New York based artist Borden Capalino uses materials such as recycled lumber, plastic tarps, cardboard, fallen wood, and general detritus to re-examine minimalism in the context of demise, desperation, and decay.
Swiss artist Marianne Eigenheer’s work includes interdisciplinary projects with scientists, anthropologists, and designers. She is particularly interested in ‘glocal’ issues – cross-cultural research and new media.
Texas based artist Brian Fridge creates distinctly low-tech videos, operating with a minimalist’s mentality. By restricting his palette, tools, and scope, Fridge challenges both himself and the viewer with slow-moving abstract images and forms.
Miami based artist Nicolas Lobo’s sculptural practice is predicated on pursuing the inaccessible and the intangible.

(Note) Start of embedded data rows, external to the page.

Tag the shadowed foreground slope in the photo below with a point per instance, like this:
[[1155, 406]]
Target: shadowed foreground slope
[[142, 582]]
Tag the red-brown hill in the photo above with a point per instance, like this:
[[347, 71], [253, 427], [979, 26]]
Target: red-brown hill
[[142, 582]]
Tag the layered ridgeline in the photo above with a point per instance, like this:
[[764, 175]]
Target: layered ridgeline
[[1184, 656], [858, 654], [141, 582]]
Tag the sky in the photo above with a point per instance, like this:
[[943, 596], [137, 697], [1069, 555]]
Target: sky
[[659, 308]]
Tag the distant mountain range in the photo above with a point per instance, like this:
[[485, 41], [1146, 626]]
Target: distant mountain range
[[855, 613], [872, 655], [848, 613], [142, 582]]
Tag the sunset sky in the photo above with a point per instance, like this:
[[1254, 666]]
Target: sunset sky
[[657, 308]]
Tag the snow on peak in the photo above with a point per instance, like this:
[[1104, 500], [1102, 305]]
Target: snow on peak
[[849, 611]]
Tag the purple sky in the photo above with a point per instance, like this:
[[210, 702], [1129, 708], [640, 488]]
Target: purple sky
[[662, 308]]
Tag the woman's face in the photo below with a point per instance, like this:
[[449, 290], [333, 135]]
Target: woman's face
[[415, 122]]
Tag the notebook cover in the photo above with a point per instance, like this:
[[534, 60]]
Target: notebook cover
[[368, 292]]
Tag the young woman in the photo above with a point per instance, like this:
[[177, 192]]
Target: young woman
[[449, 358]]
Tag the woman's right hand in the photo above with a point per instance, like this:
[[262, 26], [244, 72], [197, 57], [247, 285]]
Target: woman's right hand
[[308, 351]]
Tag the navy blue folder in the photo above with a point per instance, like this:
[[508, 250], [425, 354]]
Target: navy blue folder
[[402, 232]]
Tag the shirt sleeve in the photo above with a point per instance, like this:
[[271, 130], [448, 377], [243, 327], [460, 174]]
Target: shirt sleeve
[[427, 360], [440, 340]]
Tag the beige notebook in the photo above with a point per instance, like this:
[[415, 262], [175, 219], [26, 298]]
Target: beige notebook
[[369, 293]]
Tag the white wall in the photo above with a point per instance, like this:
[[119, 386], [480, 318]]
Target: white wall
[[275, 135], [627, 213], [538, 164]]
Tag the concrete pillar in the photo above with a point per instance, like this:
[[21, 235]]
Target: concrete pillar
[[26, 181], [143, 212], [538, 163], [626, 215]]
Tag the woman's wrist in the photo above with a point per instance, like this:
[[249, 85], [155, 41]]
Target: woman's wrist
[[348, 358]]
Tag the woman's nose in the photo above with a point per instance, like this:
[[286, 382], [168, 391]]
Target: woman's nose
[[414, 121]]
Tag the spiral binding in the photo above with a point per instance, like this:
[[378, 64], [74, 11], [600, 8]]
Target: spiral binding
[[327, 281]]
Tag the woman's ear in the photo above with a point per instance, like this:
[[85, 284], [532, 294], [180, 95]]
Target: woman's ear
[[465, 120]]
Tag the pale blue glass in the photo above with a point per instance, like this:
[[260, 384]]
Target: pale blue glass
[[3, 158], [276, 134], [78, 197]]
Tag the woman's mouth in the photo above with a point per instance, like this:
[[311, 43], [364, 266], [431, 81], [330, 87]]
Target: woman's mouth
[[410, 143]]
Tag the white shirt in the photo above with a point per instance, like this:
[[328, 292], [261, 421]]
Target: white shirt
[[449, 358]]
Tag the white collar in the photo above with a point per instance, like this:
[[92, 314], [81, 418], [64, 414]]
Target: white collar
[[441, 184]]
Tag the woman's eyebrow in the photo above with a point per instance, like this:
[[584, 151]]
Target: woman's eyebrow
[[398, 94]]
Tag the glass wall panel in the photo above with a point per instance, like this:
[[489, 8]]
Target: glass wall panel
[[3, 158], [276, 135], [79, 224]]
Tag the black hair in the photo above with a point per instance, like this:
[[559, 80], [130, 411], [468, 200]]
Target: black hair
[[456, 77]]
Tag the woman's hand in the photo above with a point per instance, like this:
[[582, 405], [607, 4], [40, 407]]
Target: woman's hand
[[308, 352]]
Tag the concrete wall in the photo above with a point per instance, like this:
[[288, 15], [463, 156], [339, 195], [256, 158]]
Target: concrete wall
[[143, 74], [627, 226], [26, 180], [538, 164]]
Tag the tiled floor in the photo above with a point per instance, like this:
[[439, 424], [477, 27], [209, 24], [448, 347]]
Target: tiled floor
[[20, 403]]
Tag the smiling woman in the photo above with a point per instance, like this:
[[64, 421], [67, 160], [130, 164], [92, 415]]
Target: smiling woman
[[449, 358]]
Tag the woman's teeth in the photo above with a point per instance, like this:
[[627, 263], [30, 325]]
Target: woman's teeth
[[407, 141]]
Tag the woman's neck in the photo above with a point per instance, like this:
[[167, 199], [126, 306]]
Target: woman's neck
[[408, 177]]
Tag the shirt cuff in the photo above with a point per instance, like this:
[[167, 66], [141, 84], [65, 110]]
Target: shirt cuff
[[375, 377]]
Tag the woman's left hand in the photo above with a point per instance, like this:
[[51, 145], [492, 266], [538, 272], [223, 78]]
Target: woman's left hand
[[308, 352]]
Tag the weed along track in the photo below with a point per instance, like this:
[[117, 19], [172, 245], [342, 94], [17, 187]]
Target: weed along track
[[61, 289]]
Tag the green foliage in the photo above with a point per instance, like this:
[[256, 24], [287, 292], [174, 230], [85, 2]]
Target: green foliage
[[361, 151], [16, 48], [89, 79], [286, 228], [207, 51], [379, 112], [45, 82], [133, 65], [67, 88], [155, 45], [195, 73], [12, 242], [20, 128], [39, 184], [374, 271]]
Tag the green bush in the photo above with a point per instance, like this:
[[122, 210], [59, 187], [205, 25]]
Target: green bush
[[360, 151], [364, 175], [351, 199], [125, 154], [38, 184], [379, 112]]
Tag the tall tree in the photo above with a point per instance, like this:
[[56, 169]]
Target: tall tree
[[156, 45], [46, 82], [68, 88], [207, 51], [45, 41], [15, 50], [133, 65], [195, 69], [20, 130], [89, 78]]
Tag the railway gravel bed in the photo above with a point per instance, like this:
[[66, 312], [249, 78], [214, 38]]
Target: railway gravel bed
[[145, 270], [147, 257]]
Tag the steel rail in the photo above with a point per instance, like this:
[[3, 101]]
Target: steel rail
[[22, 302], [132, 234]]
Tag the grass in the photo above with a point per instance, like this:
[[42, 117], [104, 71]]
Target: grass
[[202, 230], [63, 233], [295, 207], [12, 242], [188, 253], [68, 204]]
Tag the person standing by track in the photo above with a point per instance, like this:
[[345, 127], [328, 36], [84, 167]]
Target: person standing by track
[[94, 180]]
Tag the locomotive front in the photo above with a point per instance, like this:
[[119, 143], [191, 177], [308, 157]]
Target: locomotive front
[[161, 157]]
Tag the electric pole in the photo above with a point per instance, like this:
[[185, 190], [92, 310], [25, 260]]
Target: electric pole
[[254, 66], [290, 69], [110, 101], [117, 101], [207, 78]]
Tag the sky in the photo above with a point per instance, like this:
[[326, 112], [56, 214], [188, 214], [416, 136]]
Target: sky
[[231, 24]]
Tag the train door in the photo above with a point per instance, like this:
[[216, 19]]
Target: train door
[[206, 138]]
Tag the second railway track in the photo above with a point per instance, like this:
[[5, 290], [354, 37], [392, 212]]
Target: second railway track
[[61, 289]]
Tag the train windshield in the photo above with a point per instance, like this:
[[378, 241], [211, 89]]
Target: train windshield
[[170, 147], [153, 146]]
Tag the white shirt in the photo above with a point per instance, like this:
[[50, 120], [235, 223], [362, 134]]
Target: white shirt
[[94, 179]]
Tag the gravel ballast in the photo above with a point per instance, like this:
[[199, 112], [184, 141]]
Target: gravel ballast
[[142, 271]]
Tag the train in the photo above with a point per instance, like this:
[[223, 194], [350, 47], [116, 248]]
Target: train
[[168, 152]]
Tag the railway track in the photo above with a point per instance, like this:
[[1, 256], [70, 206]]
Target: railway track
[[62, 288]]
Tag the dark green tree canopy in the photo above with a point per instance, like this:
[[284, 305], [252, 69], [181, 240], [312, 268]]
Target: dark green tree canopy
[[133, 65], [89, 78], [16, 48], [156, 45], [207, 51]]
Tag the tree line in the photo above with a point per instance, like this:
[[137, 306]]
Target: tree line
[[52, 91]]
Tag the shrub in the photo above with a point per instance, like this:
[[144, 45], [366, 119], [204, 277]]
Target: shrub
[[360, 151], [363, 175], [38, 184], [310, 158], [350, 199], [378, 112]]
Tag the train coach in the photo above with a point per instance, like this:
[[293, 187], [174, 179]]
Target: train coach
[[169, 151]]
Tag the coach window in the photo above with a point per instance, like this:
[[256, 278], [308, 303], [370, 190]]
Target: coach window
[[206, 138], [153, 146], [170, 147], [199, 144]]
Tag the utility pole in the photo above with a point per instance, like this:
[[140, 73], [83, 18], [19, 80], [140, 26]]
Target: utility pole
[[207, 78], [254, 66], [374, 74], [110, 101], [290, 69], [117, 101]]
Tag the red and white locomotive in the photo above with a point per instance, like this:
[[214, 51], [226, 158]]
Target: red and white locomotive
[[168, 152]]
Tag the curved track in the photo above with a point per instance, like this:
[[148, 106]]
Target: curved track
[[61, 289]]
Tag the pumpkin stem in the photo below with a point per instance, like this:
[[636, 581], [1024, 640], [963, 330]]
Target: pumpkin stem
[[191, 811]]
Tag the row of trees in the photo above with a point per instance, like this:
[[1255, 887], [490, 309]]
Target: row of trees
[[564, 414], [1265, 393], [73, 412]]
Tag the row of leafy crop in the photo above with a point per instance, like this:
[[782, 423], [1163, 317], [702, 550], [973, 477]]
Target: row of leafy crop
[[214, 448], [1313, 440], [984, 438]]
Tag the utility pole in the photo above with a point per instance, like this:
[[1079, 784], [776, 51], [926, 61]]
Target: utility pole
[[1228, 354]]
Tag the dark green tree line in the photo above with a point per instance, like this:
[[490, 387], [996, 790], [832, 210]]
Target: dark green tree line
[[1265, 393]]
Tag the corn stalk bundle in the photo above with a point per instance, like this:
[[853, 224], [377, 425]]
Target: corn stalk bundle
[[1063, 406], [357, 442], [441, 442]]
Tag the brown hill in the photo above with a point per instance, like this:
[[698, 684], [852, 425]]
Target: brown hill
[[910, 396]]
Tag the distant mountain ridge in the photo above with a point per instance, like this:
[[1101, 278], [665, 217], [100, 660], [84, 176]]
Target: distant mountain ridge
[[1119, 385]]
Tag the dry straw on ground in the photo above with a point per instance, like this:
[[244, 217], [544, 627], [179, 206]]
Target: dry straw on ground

He attempts to translate these metaphysical “things” that are beyond our cognitive realm of understanding into physical volumes and forms.
New York based artist Nathlie Provosty’s work is a meditation on the lineage of materials, wherein she creates visually compelling investigations into the history of recurring geometric forms.
New York based artist Cordy Ryman’s work ranges from small to large scale and often interacts with the spaces in which they are presented. When Ryman works on a smaller scale, his paintings tend to be saturated with paint, transforming the nature of the scrap materials he works with. The undulating surfaces of these works push the boundary between sculpture and painting.